Extracted Data Analysis

The data obtained from the individual flow cytometry samples was further scrutinized using a meta-analysis technique for several samples in order to infer differences resulting from different chemical treatments. The optimum effects were observed after a 15-minute endpoint by measuring at points throughout the time course. From this analysis, 1% collagenase and pronase as well as 1% collagenase and hyaluronidase can be seen to be the most successful media for dissociating the tissues, as evidenced by their higher dissociated cell counts (Figs. 5, 6) and percent dissociation (Fig. 6).

Figure 5.

Figure 5

Efficacy of different chemical dissociation protocols as evidenced by the unadjusted total flow cytometry counts at the final, 15 minute timepoint. The total counts of cells the flow cytometer evidence the comparative efficacy of each dissociation protocol for cellular dissociation of biopsy cores. Not all cells or particles are considered to be dissociated single cells within the target range, but the size gating system is effective at discerning this. N=10. P values: ** = 0.05, *** = 0.01.

Figure 6.

Figure 6

Efficacy of different chemical dissociation protocols at 5 minute intervals over a 15 minute time course. The analysis examines: (a) total cell counts, (b) single cell counts, (c) and dissociation efficacy (percent dissociation). The metrics were obtained by using established gating for target cells as well as size gating with particles of controlled size to establish upper and lower limits for single cells. Furthermore, percent dissociation was determined by using the calculated expected total number of cells from the tissue model. All A/B group comparisons were significant at a P value of 0.05 with the exception of 10X TrypLE and collagenase, significant at 0.1. N=10.

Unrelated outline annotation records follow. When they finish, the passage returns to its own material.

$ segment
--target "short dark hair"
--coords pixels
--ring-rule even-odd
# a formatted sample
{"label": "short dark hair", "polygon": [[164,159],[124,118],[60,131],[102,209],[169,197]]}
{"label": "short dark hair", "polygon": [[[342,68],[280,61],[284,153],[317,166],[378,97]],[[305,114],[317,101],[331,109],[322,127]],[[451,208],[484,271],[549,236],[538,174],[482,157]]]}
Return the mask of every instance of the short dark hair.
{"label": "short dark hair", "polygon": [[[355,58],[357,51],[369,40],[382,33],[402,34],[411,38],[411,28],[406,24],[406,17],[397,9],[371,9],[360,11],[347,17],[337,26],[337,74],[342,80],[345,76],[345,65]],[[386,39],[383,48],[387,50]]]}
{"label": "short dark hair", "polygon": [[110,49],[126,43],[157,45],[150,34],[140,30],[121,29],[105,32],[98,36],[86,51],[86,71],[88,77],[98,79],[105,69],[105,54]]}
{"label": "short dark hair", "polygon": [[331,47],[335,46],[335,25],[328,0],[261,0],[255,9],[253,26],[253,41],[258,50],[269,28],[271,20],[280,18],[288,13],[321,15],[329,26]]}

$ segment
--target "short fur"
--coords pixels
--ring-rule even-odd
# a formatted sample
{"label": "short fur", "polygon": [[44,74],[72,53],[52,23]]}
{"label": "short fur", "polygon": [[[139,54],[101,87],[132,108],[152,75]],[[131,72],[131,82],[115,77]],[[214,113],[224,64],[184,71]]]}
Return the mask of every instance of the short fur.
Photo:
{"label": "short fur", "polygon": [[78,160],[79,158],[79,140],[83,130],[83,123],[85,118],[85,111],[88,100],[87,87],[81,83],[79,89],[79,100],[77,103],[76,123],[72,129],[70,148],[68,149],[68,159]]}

It was also easy to observe that all of the collagenase-based dissociation media is significantly more effective in the dissociation of bovine liver tissue. This is contrary to the results produced by other studies, which use in vivo tissues as a model, and often find that trypsin-EDTA based reagents, including TrypLE, are the most effective for dissociating these tissues. 9

The effects of the various chemical reagents were later analyzed over 5-minute intervals from 0-15 min in order to gain an understanding of the kinetic profile for the dissociation process and inter-chemical differences. This multi-part analysis examined total particle count, cell count, number of single cells, and number of target cells (Figs. 6, 7). Throughout the analysis, collagenase-based reagents continued to outperform trypsin-based reagents, including the highly concentrated 10X TrypLE reagent.

Figure 7.

Figure 7

Added mechanical force increases tissue dissociation over time. The mechanical force that was used was the optimum orbital plate shaking condition, as predicted by theoretical calculations and physical modeling. The results are statistically significant with a P value = 0.05 at 5 min and 0.01 at 10 and 15 min. N=10

Percent dissociation of the tissue to single cells was also examined, and all of the treatments were relatively effective in single cell dissociation when compared to the control, EDTA. While the control dissociation of single cells when compared to cell aggregates was around 40%, it was found that the addition of active dissociative agents helped to increase this to above 80% in most cases. Interestingly, trypsin-based reagents were found to be slightly more successful for dissociating cell clumps into single cells when compared to collagenase-based reagents in these results. This suggests that, while collagenase is significantly more effective for breaking up the biopsy core into suspension, later treatment with trypsin-based reagent could help to further dissociate individual cells.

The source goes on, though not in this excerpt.